How to Replace a Trustee of a California Living Trust

Couple with laptop
••• Creatas Images/Creatas/Getty Images

A living trust is a revocable trust created during its creator's lifetime. The creator is also the trustee, and he can tweak its terms any time he likes. He can also name another trustee, if he wishes, and remove that trustee at any time. When the creator of the trust dies, however, his trust becomes irrevocable. This shifts the power to his successor trustee, the individual he named to take over for him after his death. Under some circumstances, California law allows the decedent's beneficiaries to remove the named successor trustee and nominate someone else to serve instead.

Review the trust documents. If they include a “certificate of independent review,” it may be difficult to replace the trustee under California law. This means that its creator consulted with an attorney before selecting his successor trustee, and the attorney counseled him regarding his choice and approved it.

Read More: Death of a Trustee & a Name Change on a Title

Collect documentation to prove your position that the court should remove the existing trustee. You must have grounds to remove and replace the trustee. In California, these grounds include refusal or failure to perform the tasks associated with the job, bickering with co-trustees to the point where the behavior impedes settlement of the trust or a breach of fiduciary duty, meaning that the successor trustee committed some act that was detrimental to the trust or its beneficiaries.

Complete a petition asking the court to remove the successor trustee. California offers an extensive self-help website that provides these forms, and they are also available from other websites. Fill in the blanks, identifying your relationship to the trust, such as if you are a beneficiary, a co-trustee or have another interest in its administration. Explain why you think the court should remove the trustee and attach copies of the proof of wrongdoing you’ve gathered.

Serve a copy of your completed petition on everyone who has an interest in the trust. These include all beneficiaries, as well as the successor trustee and any co-trustees. The petition includes spaces for you to list the names and addresses of all these people. California law allows you to serve them by mail, but a disinterested party must be the one who actually deposits the petition in the mailbox or takes it to the post office.

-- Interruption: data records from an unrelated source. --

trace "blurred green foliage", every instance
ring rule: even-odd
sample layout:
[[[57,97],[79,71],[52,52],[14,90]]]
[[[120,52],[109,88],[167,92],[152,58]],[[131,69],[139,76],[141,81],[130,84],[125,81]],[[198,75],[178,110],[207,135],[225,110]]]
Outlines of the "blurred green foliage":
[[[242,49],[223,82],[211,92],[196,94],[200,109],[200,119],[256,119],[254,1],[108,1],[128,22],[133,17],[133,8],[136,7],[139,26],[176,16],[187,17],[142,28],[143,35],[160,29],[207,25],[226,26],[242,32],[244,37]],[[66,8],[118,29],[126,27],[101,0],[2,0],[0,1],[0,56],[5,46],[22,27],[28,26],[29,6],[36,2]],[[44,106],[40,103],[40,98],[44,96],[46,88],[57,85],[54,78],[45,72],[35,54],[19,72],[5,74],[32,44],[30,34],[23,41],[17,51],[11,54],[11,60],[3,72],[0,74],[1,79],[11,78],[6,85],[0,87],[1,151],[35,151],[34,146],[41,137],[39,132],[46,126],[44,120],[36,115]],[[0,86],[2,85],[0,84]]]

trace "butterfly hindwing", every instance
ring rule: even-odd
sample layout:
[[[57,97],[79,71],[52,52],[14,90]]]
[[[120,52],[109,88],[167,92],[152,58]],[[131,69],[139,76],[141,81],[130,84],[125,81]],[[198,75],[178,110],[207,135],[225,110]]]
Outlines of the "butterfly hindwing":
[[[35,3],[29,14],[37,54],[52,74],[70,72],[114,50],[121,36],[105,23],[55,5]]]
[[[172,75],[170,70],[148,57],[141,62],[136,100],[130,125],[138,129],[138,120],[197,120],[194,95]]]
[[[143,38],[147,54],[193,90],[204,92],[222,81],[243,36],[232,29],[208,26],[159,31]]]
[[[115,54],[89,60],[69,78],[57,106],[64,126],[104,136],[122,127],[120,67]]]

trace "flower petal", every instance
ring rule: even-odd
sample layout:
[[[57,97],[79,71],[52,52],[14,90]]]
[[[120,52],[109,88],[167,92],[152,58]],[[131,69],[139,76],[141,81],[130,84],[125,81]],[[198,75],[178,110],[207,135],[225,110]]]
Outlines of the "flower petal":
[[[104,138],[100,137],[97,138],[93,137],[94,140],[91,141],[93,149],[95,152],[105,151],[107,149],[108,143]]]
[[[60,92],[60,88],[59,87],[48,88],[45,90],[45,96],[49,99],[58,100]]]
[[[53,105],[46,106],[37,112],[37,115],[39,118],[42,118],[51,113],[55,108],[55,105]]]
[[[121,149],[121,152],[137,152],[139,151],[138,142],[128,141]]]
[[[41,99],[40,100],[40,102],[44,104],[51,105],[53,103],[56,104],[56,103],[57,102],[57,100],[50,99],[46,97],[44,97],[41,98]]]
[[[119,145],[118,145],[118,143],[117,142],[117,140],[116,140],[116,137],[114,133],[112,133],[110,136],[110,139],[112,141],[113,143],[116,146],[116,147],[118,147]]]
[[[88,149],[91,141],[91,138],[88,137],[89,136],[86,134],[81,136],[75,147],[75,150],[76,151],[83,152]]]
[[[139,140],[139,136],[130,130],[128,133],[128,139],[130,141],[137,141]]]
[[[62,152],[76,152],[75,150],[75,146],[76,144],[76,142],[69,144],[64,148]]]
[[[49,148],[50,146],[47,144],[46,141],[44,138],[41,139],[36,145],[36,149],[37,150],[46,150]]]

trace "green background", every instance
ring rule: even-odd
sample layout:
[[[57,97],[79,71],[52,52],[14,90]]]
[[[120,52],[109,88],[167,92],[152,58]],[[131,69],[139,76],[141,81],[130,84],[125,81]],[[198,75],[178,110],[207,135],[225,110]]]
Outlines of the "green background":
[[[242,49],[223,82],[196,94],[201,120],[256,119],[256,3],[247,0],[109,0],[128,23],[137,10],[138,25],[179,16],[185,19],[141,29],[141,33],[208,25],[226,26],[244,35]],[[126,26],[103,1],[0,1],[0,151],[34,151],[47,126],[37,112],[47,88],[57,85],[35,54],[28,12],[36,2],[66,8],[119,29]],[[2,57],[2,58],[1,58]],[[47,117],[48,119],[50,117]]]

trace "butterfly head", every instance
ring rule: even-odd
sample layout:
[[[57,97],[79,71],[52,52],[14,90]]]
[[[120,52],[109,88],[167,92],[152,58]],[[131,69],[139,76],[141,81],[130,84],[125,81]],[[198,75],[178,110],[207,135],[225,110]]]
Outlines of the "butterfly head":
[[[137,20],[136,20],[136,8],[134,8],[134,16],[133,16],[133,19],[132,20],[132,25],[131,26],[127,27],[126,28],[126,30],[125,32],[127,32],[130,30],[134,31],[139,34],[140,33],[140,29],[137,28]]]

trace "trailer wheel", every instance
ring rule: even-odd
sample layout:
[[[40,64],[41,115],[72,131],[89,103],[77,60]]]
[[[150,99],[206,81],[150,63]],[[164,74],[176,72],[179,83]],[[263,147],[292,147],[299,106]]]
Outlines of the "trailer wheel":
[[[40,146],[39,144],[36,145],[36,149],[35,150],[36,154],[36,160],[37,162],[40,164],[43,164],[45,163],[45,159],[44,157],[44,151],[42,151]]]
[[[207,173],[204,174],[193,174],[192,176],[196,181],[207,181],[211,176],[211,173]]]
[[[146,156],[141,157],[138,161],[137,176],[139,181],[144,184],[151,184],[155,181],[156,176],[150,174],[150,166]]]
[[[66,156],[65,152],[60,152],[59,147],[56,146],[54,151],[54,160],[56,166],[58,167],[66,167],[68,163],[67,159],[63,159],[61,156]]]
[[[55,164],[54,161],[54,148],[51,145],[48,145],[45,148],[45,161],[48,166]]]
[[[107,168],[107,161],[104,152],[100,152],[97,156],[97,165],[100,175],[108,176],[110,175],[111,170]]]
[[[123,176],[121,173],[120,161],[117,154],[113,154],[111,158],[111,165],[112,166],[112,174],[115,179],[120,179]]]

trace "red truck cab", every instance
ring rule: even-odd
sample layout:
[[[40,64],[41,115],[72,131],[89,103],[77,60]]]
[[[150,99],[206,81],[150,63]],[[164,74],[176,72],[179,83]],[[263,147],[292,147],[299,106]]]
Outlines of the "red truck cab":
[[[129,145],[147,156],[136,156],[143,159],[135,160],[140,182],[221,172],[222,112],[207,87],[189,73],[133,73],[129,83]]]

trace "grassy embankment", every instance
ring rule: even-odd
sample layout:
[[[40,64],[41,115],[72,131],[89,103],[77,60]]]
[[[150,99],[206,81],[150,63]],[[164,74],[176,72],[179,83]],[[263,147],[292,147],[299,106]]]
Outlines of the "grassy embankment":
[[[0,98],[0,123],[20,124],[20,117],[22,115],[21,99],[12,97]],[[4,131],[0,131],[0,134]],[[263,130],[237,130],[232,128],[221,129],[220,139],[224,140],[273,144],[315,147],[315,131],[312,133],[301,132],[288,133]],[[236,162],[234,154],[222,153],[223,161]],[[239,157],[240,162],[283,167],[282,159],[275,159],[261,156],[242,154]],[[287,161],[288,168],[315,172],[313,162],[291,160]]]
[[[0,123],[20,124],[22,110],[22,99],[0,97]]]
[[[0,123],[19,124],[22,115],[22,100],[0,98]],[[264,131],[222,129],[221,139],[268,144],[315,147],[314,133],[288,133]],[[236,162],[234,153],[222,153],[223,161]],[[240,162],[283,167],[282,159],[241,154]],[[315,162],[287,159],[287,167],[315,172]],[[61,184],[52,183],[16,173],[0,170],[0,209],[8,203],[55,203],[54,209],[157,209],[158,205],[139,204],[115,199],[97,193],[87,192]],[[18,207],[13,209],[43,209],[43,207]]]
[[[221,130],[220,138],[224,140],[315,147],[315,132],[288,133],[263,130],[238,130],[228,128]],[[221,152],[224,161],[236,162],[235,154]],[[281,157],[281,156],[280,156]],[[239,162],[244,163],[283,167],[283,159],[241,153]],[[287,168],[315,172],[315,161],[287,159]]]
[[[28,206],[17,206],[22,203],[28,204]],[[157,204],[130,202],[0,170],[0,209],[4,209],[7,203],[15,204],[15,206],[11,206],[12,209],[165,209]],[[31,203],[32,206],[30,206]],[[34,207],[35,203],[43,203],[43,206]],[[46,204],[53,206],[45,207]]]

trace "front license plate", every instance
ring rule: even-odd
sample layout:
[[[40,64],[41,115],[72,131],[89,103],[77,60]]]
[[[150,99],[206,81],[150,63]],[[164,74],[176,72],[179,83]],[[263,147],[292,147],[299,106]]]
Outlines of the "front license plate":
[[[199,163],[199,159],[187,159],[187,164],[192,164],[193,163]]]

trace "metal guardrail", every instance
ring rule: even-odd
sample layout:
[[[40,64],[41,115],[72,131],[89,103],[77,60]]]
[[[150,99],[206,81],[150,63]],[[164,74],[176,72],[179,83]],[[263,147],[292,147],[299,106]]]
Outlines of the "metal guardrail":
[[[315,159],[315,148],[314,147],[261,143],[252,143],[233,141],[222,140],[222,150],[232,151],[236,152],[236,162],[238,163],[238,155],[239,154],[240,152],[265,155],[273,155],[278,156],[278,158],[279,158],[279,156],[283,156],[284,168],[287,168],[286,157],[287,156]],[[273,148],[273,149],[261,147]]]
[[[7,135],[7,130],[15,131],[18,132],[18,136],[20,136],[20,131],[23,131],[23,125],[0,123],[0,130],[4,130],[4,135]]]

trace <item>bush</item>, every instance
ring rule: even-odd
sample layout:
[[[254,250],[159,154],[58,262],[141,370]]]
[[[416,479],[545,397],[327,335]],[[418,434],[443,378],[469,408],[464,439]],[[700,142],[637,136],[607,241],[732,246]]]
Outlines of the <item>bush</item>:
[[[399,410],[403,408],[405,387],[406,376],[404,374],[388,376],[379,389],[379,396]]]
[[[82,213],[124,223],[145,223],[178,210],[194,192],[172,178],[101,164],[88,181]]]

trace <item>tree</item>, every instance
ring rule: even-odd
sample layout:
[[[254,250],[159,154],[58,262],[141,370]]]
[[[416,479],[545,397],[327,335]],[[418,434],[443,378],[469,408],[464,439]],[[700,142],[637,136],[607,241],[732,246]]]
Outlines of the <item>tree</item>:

Ask the person who mailed your petition to sign the second page, attesting that he placed copies in the mail to everyone you listed.

File your completed petition with the probate court in the California county where the creator filed his trust. The court will notify you if a hearing is required.

Warnings

  • California’s Rules of Court contain very specific guidelines regarding the preparation of a petition to remove a trustee. If you don’t use a form approved and provided by the court, you must follow these guidelines to the letter. You must also put together a very good argument for removal of the trustee. If you decide to draft the petition on your own, without the help of an attorney, have a professional review it before you submit it to make sure you’ve met all necessary requirements and burdens of proof.

Tips

  • If the trust documents contain provisions expressly allowing the trust's beneficiaries to change the trustee, you do not have to petition the court. Instead, the trustee you’ve chosen to replace the original person must file an affidavit of change of trustee, notifying the court. This form is also available from California's self-help website.